Хазаров смотрит на меня с легким недоумением, а Ванька рядом шипит тихо:
— Вот ты наивняк…
Я хмурюсь, сдерживая желание шлепнуть засранца по затылку, требовательно смотрю на Хазарова.
— Я просто хочу знать, сколько это продлится. У меня работа, я уже говорила… И Ваню надо домой, его мама беспокоится, наверняка.
— Нихера она не беспокоится… — вставляет Ванька, отворачиваясь.
Я тут же принимаюсь убеждать:
— Вань, конечно переживает… Она же спрашивала тебя сегодня, где ты?
— Нет, не спрашивала, — поджимает он губы, — но тут я тоже не буду, поехали домой, раз все нормально уже.
— Вы останетесь тут, — спокойно говорит Хазаров, — пока я все не выясню.
— Но вы же… — я киваю на ноут, — узнали всех? И документы… Я думаю, что мы вообще не интересны уже с Ваней… И нападающие в полиции…
Рядом раздается “пф-ф-ф” от Ваньки, и я, не выдержав, разворачиваюсь к нему:
— Да что ты все фырчишь? Сергей вызвал скорую, они обязаны в полицию сигнализировать… Это преступление, вообще-то!
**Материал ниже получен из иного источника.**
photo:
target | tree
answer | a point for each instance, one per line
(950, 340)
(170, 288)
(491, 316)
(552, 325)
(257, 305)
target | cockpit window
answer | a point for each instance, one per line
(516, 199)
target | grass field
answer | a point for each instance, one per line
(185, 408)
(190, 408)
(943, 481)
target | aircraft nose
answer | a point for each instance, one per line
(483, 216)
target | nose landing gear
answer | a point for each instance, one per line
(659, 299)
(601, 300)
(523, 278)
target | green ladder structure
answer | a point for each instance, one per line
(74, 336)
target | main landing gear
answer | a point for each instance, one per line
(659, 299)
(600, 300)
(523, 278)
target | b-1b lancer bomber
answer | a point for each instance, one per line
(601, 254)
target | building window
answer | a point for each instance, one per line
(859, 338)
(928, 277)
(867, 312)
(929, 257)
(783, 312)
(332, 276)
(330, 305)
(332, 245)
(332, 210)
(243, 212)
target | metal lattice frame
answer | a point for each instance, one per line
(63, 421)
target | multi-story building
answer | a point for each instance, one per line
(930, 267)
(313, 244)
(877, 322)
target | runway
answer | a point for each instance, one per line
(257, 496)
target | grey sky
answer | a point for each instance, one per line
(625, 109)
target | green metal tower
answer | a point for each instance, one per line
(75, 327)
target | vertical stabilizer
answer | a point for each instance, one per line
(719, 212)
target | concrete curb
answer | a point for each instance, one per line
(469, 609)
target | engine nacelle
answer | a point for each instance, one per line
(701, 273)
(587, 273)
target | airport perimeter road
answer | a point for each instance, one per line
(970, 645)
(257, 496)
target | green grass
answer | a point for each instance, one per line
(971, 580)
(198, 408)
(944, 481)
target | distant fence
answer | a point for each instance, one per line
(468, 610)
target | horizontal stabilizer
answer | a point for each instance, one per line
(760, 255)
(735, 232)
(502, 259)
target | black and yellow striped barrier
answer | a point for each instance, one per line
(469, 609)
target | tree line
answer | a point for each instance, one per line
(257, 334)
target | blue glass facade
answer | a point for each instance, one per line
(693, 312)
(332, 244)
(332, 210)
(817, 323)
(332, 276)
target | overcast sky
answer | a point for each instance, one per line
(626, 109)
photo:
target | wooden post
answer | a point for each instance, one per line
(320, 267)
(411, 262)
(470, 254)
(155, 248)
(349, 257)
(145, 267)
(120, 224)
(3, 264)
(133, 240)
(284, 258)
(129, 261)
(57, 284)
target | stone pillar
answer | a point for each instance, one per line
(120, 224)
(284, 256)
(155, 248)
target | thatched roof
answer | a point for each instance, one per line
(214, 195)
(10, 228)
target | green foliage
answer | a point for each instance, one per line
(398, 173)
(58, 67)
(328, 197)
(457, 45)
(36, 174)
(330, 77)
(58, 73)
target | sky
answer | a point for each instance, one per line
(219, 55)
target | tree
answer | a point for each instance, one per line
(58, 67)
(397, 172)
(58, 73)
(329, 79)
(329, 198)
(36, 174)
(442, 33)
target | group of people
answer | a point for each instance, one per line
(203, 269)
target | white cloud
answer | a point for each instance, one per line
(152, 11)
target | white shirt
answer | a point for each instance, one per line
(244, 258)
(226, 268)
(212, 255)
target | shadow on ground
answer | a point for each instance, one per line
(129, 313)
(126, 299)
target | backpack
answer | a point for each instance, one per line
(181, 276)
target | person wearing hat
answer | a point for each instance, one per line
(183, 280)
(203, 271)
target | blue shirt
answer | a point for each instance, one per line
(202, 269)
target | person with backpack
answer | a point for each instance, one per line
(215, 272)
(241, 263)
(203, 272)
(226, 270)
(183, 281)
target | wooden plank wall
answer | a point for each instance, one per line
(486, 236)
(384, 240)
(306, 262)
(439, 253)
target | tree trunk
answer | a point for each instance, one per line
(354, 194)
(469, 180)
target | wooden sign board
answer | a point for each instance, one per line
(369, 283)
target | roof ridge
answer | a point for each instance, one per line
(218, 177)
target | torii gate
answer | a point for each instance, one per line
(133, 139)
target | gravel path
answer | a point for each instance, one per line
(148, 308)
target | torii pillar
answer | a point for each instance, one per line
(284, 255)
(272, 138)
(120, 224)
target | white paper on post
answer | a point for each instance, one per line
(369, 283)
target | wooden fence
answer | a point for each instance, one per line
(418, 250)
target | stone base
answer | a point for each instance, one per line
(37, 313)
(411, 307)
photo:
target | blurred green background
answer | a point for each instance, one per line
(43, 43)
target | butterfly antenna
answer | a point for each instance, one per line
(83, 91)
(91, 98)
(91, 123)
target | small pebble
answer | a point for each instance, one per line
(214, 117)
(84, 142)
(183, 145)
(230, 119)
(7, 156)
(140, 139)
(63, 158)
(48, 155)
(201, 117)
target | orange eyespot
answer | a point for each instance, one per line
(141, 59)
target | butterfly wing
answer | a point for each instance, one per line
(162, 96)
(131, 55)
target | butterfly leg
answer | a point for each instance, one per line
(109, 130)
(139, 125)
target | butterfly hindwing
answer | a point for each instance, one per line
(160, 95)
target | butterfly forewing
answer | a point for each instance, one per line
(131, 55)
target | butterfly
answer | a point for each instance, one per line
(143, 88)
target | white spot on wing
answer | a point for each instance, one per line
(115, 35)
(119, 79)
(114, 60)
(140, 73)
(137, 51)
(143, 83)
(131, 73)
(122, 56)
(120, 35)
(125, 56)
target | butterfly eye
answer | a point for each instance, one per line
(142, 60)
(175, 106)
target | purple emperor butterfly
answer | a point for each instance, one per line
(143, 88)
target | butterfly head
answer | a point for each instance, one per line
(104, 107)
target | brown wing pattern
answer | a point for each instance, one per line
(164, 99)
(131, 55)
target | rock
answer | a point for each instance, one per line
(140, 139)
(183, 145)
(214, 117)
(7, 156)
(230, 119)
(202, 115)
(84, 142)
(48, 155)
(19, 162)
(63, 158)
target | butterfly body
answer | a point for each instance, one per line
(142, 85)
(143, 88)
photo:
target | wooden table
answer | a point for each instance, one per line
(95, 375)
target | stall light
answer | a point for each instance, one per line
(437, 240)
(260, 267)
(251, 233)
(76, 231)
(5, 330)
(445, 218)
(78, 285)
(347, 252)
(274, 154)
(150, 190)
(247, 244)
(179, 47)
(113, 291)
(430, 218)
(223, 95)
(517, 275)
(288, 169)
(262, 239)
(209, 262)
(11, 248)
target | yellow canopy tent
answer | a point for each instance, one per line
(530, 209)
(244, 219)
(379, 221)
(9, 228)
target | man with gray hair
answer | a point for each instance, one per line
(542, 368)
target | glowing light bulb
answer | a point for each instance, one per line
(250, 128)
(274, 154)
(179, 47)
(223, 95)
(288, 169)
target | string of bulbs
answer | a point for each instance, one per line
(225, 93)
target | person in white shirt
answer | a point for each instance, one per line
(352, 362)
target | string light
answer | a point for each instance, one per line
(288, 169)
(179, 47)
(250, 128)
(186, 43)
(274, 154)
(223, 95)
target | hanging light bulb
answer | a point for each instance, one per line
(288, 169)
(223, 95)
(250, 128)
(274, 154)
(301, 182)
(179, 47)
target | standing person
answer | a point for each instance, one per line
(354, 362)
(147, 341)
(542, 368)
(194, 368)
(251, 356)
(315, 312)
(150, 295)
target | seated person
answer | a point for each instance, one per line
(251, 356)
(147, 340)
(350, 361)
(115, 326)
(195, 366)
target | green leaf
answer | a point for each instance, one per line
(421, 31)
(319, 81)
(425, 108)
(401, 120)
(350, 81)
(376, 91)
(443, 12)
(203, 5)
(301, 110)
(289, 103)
И, кстати, вам тоже может грозить превышение самообороны… — я смотрю на Хазарова, — я думаю, надо в полицию, я готова, если что, главное, чтоб нас там не арестовали с Ваней, но теперь-то явно не сделают такого… Зная, чей он сын, что мы не просто обычные люди… С улицы…
— Иди, ребенка укладывай спать, — все так же спокойно и равнодушно отвечает Хазаров, игнорируя мои слова полностью!
— Не буду тут спать! — Ванька, как всегда, когда кто-то пытается ограничить его, мгновенно приходит в ярость, забывая про то, что совсем недавно ему тут очень даже нравилось, — поехали к тебе!
— Спокойной ночи, — Хазаров кивает на выход, и я, подчиняясь, молча подталкиваю грозного Ваньку к двери, бормоча что-то про утро вечера мудренее и прочий бред.
В коридоре Ванька еще пытается возбухать, но я его, без свидетелей, быстро усмиряю:
— Ванька, хватит! Он твой отец, он лучше знает ситуацию. Если говорит, что нельзя никуда, значит нельзя.
— Да какой он отец!
— Судя по всему, самый настоящий… Он проверил…
— Да разве можно так быстро?
— За деньги все можно…
— И все равно!
— Ваня! — я не выдерживаю, все же, опыта в воспитании у меня нет совсем, потому и терпения не хватает, — все, ужинать и спать! А утром еще в бассейне покупаешься…
Слова про бассейн Ваньку немного смягчают, и он, все еще ворча, идет на кухню, есть творог, а затем ложится спать в комнату, расположенную рядом со моей.
— Ань, ты рядом будешь? — спрашивает он, разморенный после еды и душа, но все же неспокойный.
— Да, конечно, — я присаживаюсь на кровать, глажу влажные лохматые волосы, — я рядом. Ты же знаешь…
— Он тебя не выгонит ночью? Я боюсь, что проснусь, а тебя нет… — его голос подрагивает так остро, что у меня ком в горле появляется.
Сглатываю, чтоб не показать своей неуверенности, отвечаю:
— Нет, конечно, ну что ты… Вань, не делай из него монстра, он пока ничего плохого не сделал же…
— Ага… А мамка…
— Вань… Не думай об этом, утром поговорим, хорошо? Спи, день такой долгий был…
— Ага… Не уходи, Ань, пожалуйста…
Я ложусь рядом на одеяло, обнимаю его, маленького такого, кажущегося еще меньше на огромной кровати, глажу:
— Все будет хорошо… Спи… Баю-баюшки-баю… Не ложися на краю… Придет серенький волчок… И укусит за бочок…
— Это чего еще такое? — сонно спрашивает Ванька.
— Песенка, мне бабушка пела, — отвечаю я, — мама тебе не пела такую?
— Неа… Она не умеет петь… Спой еще? Почему за бочок?
— Чтоб не спал на краю, наверно…
— А чем плохо спать на краю?
— Упасть можно…
— Но ты же с краю лежишь, значит, я не упаду?
— Ни за что… Спи…
Когда я выхожу из комнаты, от мерно сопящего Ваньки, с недоумением ощущаю, как мокро щекам и больно глазам.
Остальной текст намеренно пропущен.